You can apply a lifecycle policy to your storage bucket in:

Add a lifecycle policy in AWS

To add a lifecycle policy in AWS:

  1. Select your storage bucket in the AWS S3 console.

  2. If collection-data/ isn't located at the top level of your bucket, note the full path for the directory.

  3. In the Management tab, click Create lifecycle rule.

  4. Add a name for the rule.

  5. Choose to Limit the scope to specific prefixes or tags and enter the full path for collection-data/ as the prefix.

  6. Select a desired action to take, such as deleting data or setting it to a different storage class.

  7. Enter the number of days for the action to take effect and any other information required for the action.

  8. Click Create rule.

For full instructions on creating and managing a lifecycle policy in AWS, see the AWS docs.

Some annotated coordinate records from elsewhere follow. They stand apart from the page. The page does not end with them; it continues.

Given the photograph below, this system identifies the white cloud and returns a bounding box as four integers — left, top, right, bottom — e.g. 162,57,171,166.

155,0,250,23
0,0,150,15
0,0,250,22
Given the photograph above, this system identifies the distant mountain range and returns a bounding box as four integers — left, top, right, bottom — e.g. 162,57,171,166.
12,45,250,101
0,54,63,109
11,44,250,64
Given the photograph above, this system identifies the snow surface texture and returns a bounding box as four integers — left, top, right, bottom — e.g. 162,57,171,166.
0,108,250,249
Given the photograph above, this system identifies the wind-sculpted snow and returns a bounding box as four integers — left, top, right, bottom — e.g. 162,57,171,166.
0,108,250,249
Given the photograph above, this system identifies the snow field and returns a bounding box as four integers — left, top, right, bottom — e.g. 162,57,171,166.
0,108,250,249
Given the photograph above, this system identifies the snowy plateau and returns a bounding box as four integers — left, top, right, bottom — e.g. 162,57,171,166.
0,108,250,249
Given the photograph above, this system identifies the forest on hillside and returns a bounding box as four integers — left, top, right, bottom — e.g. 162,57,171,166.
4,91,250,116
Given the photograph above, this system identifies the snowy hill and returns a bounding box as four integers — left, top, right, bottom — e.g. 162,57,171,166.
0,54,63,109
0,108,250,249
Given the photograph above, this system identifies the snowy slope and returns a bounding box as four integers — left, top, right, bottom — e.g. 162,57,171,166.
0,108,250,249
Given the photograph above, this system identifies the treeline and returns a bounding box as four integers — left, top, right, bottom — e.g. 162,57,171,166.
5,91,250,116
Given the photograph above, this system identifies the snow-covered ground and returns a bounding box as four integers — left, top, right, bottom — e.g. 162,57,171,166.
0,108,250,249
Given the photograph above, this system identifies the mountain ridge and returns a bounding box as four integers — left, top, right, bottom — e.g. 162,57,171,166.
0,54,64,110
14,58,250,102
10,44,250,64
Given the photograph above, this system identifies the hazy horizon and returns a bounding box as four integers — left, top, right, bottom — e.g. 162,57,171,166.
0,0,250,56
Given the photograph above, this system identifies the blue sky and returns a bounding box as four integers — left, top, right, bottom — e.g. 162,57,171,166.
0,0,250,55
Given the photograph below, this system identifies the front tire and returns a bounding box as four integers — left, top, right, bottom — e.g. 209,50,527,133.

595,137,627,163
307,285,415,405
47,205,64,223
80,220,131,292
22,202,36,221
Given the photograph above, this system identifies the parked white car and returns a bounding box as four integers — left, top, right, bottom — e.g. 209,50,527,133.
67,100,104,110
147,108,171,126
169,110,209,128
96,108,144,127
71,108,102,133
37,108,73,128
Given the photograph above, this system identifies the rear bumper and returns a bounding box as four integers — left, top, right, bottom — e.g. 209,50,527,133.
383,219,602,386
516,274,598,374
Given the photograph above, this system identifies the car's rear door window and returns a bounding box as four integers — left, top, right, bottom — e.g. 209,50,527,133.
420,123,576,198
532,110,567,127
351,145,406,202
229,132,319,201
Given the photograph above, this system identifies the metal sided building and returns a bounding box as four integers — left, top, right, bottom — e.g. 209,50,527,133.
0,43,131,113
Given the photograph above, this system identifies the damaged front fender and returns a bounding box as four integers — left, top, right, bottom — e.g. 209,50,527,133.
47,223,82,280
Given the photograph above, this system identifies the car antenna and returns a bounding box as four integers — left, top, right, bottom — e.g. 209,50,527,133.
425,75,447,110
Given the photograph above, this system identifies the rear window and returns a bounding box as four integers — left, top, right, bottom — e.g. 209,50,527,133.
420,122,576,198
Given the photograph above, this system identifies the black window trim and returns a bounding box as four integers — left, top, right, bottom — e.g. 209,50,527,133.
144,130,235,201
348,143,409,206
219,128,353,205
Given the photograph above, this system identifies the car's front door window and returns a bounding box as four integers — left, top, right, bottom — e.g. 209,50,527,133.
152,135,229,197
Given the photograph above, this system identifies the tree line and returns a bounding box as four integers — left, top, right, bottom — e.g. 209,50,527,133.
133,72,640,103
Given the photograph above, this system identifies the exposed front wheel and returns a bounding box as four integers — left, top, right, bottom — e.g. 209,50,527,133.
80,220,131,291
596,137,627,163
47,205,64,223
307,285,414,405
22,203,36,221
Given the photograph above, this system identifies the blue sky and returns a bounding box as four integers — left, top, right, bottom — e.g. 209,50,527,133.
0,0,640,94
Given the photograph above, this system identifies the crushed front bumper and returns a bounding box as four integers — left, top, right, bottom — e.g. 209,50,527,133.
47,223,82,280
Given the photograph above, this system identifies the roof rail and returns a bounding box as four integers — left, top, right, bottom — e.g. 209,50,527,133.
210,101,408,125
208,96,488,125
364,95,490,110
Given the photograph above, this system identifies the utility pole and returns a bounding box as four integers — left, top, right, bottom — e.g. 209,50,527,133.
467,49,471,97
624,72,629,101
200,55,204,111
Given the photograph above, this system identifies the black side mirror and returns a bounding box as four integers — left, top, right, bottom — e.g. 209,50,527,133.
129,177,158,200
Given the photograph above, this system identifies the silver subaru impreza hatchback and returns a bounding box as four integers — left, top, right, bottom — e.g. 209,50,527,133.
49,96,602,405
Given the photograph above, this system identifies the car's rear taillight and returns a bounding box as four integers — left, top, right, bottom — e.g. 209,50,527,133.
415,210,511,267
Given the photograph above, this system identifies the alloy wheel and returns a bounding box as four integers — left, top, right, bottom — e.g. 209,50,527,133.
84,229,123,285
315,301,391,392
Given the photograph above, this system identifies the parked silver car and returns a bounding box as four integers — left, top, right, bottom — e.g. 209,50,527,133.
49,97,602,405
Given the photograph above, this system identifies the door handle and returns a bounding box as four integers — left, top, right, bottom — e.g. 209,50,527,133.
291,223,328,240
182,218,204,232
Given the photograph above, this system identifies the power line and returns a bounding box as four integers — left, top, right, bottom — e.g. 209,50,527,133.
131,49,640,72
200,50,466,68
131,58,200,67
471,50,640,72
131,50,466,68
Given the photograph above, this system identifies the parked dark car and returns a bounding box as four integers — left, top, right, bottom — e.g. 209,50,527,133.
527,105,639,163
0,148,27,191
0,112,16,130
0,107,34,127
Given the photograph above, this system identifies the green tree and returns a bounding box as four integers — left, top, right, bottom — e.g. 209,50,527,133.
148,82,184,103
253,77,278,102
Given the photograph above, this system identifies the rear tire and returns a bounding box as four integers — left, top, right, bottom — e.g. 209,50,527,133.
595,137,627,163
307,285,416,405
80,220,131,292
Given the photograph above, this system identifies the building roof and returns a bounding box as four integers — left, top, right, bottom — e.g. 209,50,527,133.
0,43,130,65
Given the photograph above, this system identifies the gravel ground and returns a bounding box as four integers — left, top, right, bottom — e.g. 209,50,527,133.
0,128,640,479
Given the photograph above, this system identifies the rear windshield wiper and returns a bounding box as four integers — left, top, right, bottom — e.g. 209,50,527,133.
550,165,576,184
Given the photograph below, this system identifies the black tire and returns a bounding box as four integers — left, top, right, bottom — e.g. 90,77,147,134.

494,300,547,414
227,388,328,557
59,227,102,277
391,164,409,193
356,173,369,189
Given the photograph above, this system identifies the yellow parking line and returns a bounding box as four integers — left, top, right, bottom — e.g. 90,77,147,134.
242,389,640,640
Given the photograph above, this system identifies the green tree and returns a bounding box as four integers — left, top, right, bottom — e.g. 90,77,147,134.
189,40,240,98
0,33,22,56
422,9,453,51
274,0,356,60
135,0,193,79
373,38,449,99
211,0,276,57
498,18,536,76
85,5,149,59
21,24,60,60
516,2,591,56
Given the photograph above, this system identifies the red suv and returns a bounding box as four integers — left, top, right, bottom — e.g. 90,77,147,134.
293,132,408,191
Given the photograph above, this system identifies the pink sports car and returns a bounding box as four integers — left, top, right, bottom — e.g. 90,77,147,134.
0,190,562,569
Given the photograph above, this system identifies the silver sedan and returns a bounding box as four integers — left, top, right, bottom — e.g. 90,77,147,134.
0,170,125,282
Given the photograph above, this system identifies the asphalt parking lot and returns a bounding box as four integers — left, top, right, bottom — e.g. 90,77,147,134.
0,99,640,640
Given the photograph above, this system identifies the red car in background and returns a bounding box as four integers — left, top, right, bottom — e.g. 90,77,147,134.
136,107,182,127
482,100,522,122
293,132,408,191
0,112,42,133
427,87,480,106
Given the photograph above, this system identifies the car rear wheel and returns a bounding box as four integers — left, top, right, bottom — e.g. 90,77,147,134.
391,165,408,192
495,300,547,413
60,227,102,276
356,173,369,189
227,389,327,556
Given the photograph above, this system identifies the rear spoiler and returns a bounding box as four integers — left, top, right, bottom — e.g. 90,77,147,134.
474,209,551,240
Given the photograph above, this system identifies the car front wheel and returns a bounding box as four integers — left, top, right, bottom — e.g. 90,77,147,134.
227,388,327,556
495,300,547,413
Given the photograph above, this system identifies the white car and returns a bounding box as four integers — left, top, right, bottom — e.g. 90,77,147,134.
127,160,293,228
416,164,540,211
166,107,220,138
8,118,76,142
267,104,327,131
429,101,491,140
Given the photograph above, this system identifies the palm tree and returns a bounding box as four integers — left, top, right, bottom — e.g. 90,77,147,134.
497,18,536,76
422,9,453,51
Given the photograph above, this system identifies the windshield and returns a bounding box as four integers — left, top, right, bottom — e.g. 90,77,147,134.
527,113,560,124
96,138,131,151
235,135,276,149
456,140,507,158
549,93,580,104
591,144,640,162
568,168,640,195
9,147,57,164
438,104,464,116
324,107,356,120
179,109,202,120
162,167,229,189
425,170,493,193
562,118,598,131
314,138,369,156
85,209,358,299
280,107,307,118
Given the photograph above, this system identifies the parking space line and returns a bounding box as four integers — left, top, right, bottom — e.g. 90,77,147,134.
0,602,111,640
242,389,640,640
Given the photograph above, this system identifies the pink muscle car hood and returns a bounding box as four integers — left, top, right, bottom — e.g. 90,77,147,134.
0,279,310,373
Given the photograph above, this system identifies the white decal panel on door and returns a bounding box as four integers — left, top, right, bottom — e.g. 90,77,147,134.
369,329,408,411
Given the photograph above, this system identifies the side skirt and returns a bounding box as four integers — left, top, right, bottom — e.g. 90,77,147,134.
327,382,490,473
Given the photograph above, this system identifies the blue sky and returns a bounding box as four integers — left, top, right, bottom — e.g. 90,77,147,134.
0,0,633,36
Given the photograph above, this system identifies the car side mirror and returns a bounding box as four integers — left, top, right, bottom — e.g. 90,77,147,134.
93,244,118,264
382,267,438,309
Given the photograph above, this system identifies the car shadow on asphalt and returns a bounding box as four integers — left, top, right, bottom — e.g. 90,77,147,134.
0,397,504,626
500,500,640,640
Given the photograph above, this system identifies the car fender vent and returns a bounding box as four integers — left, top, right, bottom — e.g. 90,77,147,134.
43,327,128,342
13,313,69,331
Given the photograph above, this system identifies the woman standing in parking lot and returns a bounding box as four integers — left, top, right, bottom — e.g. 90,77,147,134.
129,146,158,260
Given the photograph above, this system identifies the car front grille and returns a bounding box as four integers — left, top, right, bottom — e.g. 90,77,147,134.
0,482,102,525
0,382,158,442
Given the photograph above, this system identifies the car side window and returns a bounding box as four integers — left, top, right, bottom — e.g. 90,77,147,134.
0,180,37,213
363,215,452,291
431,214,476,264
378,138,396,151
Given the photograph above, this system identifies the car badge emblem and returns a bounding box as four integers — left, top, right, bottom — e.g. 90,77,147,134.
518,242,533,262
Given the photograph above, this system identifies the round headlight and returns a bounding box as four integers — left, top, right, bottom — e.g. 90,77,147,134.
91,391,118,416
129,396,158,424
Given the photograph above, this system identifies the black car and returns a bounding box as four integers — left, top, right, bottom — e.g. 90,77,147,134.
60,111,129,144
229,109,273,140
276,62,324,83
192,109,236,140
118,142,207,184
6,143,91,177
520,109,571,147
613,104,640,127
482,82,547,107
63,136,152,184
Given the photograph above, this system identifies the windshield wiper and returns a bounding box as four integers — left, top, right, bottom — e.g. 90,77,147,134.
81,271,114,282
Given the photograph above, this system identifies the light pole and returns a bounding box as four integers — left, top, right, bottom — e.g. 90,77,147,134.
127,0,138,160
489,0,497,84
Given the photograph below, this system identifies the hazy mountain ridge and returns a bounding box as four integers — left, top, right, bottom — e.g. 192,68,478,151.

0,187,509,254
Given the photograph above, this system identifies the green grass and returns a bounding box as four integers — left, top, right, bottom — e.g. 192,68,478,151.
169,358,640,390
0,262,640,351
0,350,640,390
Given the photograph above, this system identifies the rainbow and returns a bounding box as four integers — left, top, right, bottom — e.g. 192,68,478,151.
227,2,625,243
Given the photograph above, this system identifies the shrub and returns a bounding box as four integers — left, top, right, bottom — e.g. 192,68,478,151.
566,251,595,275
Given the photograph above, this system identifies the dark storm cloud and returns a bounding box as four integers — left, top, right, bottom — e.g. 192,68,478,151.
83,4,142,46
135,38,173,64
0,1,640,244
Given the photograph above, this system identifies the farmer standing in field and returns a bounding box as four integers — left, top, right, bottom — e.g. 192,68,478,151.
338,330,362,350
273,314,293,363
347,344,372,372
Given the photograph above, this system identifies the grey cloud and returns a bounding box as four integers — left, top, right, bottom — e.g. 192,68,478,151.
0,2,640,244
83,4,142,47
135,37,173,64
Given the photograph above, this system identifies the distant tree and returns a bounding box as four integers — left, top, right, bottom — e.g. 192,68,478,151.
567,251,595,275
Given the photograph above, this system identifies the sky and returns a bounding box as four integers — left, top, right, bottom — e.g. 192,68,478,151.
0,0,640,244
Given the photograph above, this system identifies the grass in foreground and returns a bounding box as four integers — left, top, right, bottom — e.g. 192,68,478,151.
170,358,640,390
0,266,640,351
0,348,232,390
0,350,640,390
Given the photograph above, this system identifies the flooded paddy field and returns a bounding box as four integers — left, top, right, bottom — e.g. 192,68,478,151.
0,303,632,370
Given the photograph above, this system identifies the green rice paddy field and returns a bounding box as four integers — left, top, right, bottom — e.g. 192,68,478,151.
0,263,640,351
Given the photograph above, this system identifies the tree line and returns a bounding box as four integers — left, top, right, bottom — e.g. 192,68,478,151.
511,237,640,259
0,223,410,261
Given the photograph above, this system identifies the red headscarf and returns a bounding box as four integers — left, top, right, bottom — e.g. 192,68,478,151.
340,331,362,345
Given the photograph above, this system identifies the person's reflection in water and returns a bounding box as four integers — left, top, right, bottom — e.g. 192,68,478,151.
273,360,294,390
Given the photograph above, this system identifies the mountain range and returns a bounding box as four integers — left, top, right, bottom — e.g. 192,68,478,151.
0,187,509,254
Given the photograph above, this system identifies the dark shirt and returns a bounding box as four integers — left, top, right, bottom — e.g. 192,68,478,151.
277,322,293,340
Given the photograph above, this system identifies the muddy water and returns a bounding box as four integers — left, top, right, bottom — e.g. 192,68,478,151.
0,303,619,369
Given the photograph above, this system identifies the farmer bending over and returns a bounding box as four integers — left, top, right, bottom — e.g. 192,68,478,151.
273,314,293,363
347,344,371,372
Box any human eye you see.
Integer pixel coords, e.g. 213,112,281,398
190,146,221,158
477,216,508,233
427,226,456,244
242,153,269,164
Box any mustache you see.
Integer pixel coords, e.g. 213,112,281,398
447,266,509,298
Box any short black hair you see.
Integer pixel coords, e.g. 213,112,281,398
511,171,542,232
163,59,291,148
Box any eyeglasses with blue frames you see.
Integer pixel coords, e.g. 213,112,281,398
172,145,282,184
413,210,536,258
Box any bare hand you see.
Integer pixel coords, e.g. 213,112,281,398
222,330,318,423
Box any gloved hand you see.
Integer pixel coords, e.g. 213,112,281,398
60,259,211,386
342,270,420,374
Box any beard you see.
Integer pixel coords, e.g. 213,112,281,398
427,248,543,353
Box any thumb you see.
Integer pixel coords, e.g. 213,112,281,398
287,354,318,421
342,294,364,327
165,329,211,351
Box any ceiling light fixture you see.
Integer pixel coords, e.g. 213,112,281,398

Add a lifecycle policy in GCP

To add a lifecycle policy in GCP:

  1. Select your storage bucket in the GCP Cloud Storage console.

  2. If collection-data/ isn't located at the top level of your bucket, note the full path for the directory.

  3. In the Lifecycle tab, click Add a rule.

  4. Choose a desired action, such as deleting data or setting it to a different storage class, and click Continue.

  5. Under Set Rule Scopes, check Object name matches prefix and enter the path for collection-data/.

  6. Under Set Conditions, configure one or more desired conditions, such as age in days.

  7. Click Create.

For full instructions on creating and managing a lifecycle policy in GCP, see the Google Cloud docs.

Add a lifecycle policy in Azure

To add a lifecycle policy in Azure:

  1. Go to your Azure storage account.

  2. Note the full path for your collection-data/ directory, including the container name.

  3. Under Data Management, select Lifecycle Management.

  4. In the List View tab, click Add a rule.

  5. Provide a name.

  6. Under Rule scope, select Limit blobs with filters.

  7. Choose affected blob types and subtypes and click Next.

  8. Fill out an if/then rule, choosing a timeline and action to take, such as deleting objects or changing their storage class after a number of days. Click Next.

  9. Add your collection-data/ path under Blob prefix as a Filter set.

  10. Click Add.

For full instructions on creating and managing a lifecycle policy in Azure, see the Azure docs.